Her Texas roots know better though. “You’re more like me than you know,” her materialistically pragmatic mother (Laura Linney) tells her as the stakes elevate across three different timelines.
The Story Gets Real
The peak among the triumvirate of stories is the sent novel that Adams envisions as she laments the desolation of her present and the lost hope of her past. Cracking open the manuscript dedicated to her, the seriousness gets real right away, and Gyllenhaal standing in as the novel’s character, double downs the message.
Tony Hastings and his redheaded wife and daughter are accosted on a desolate Texas highway by three lone rangers who methodically unmask an atrocity on the helpless travelers. The fact that he fights in defense of his family like a writer rather than a frenzied mother bear protecting its young doesn’t help and harkens back to Susan’s mother. “He’s weak,” Laura Linney sees what she thinks is the future.
As a result, the fat lady now gets her due, and the domestic travails dovetailing the main event suddenly are much easier to look at. The riveting prose compounds the movie plot because it’s unclear whether the retelling is a fact of Jake’s life or an imagined fiction.
No Hidden Meaning?
As revenge and justice blur in Adams’ reading of the fact or fiction, she can’t help but contemplate what her infraction upon the ex deserves. “I left him... in a brutal manner,” she tells her friend at the art gallery.

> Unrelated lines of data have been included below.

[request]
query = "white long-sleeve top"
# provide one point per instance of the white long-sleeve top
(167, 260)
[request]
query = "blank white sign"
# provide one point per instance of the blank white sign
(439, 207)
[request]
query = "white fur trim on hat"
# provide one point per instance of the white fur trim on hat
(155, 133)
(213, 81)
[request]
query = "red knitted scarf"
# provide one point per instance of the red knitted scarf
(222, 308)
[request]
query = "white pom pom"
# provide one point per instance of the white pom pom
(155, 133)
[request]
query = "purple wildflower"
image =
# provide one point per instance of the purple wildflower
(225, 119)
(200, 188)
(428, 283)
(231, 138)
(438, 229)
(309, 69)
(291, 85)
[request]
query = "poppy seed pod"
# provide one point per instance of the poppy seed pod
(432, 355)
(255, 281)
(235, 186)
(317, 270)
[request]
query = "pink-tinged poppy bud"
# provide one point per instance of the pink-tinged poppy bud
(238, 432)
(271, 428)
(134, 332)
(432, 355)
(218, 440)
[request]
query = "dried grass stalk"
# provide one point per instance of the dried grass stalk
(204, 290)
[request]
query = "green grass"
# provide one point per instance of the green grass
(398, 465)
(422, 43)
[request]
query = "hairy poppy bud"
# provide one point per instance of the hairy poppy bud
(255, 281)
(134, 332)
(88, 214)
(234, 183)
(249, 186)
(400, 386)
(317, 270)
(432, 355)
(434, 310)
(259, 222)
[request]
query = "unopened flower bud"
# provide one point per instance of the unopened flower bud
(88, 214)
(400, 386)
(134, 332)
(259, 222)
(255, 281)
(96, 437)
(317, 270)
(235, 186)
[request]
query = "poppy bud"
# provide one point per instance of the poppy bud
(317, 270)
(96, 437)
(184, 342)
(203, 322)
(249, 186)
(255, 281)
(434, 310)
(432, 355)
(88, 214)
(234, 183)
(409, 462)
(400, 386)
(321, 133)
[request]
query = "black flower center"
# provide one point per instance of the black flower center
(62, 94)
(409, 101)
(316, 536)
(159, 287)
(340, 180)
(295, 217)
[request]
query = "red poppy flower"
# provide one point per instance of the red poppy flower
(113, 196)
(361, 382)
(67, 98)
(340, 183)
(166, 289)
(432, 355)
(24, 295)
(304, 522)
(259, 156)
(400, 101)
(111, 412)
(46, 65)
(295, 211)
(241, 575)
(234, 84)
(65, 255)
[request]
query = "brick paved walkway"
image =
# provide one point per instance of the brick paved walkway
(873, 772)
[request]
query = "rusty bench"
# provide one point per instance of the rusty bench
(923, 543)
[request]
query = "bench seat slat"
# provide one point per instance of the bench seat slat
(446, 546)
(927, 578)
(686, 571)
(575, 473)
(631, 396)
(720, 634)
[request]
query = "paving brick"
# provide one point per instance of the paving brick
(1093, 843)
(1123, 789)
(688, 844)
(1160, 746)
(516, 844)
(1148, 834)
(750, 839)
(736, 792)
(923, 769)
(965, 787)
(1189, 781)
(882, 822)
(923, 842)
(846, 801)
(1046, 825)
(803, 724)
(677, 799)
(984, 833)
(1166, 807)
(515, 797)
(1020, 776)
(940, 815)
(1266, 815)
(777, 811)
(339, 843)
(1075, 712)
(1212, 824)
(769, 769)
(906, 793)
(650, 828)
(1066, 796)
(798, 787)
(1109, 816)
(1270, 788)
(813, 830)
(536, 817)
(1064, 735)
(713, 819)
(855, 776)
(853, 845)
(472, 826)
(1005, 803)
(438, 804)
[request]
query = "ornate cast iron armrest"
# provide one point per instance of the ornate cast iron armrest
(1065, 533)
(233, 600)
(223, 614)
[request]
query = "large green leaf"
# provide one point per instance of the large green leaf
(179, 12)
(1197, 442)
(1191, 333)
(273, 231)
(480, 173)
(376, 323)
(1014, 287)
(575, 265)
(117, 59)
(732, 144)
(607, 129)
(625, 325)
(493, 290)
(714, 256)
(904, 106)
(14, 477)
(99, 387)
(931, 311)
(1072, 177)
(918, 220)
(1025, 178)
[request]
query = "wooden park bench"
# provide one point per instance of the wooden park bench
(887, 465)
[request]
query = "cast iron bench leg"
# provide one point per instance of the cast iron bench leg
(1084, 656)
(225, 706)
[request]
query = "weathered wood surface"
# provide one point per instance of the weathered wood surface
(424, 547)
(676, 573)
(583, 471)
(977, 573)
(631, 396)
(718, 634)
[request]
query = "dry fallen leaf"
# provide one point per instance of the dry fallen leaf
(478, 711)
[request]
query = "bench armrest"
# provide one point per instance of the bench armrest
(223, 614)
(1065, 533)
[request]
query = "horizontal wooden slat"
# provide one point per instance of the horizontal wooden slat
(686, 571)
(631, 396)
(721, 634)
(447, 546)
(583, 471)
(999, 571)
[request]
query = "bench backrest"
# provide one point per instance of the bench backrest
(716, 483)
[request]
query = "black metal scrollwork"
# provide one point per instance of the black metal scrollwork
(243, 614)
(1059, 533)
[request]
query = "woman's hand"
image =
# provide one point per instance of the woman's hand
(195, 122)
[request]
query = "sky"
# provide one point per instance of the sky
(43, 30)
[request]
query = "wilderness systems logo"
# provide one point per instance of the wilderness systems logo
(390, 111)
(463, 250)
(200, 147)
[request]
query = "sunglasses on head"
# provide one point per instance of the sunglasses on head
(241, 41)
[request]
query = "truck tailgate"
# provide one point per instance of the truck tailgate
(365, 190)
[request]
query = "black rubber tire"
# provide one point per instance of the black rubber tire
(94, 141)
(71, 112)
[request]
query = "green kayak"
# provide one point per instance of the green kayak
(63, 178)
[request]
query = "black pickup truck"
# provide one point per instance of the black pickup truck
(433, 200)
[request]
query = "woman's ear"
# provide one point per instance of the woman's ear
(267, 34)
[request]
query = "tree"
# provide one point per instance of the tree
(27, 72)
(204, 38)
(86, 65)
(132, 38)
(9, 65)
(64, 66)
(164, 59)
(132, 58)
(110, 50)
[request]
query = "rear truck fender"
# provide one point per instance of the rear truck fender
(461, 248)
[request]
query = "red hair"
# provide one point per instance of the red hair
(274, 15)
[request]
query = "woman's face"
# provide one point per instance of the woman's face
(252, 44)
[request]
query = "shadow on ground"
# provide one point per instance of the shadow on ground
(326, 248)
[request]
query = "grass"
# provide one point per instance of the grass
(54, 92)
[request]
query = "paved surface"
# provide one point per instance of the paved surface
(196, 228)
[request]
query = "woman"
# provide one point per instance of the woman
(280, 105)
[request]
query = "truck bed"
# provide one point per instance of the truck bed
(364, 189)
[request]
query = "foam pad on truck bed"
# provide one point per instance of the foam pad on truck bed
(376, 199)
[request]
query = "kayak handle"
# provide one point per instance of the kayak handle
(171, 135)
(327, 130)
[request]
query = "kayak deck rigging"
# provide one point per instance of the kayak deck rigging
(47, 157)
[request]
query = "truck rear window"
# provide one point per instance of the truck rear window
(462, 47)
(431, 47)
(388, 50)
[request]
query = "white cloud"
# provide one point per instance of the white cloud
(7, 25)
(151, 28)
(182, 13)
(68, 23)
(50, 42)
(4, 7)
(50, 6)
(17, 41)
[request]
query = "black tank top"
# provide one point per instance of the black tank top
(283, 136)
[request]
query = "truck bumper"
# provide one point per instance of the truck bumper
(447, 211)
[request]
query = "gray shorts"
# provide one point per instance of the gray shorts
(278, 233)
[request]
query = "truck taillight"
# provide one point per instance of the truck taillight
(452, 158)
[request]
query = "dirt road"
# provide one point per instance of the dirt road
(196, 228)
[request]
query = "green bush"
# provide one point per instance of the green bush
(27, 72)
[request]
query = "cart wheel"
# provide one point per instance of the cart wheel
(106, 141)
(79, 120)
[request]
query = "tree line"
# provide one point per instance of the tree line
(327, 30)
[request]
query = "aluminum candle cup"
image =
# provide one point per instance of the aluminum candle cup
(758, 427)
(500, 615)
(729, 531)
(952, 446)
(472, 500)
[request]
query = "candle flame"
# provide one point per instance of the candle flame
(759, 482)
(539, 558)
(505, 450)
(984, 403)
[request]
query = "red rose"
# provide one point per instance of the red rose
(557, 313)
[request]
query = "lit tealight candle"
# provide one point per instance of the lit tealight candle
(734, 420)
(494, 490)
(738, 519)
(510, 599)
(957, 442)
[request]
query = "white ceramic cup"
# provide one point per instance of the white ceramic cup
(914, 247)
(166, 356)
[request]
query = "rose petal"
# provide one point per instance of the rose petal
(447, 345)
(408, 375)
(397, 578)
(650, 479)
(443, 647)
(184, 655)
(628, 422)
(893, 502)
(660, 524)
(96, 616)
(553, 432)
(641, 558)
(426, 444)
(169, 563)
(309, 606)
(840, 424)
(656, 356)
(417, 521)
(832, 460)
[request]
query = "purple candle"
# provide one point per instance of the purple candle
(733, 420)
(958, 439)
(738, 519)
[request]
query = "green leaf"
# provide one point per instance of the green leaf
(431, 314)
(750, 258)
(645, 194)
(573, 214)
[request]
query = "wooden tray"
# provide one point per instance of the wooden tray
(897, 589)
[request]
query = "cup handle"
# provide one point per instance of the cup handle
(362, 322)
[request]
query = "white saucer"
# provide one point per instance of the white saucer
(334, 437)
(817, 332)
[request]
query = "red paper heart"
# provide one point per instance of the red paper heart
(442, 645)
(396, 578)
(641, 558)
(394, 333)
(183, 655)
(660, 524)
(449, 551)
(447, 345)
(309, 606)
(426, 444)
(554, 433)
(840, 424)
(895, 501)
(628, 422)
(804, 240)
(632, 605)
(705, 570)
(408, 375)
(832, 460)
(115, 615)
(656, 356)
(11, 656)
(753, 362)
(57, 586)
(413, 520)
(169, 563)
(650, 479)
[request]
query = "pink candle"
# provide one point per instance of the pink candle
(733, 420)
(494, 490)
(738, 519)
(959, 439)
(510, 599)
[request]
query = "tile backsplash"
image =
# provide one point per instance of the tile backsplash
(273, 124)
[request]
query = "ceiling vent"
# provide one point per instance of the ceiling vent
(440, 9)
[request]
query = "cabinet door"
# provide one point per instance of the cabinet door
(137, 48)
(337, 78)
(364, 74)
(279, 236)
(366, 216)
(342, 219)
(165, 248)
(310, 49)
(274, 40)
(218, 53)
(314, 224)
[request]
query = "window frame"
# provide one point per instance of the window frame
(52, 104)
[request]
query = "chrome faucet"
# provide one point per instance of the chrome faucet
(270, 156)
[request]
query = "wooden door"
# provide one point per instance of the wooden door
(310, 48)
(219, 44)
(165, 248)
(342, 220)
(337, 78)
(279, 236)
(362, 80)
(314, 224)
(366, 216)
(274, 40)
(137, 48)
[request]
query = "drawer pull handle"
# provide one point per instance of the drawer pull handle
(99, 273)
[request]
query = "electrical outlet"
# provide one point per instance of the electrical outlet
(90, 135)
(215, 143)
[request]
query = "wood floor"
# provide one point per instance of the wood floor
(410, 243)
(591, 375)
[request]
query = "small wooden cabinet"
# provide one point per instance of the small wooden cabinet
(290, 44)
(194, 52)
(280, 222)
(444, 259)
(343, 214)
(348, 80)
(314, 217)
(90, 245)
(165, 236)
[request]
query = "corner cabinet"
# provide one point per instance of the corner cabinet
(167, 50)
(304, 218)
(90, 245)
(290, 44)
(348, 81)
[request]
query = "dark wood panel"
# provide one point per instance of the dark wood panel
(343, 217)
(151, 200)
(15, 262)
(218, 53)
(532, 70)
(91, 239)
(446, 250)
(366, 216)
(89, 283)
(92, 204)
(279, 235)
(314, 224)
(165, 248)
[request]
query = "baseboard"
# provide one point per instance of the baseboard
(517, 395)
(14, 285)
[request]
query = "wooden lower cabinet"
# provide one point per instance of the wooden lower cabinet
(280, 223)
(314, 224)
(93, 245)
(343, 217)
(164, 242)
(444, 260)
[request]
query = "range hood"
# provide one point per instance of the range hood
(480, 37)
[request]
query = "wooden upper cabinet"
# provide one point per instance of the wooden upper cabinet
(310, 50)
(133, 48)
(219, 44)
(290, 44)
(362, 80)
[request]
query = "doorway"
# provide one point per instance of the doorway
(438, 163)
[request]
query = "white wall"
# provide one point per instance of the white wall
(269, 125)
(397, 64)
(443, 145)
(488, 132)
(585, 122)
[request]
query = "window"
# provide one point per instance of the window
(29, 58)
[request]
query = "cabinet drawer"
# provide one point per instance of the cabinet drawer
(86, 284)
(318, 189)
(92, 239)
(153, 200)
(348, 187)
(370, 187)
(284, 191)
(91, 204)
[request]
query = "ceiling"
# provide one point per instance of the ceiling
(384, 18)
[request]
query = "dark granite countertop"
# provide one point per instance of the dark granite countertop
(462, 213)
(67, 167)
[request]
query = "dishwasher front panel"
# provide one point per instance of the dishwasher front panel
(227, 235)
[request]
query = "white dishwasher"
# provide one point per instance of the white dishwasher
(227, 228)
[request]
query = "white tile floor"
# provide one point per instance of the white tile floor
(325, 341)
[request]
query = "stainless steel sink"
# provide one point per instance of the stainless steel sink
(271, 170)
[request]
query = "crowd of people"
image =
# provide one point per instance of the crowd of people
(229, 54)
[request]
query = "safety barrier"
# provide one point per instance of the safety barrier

In considering his frailties and her expectations, that’s putting it very kindly.
So what motive does Jake have in forwarding a novel? Is he attempting to evoke guilt by equating the penned rape and murder of Laura and India Hastings to the injustices she perpetrated by leaving him? Susan definitely looks the part as she serves the penance her need for comfort begot in the big house with the empty suit.
It’s open to interpretation but I’m going to say the intent is much more direct and does not search for a deeper meaning. Not only does she get the message, she feels it deeply, and you just want to look away.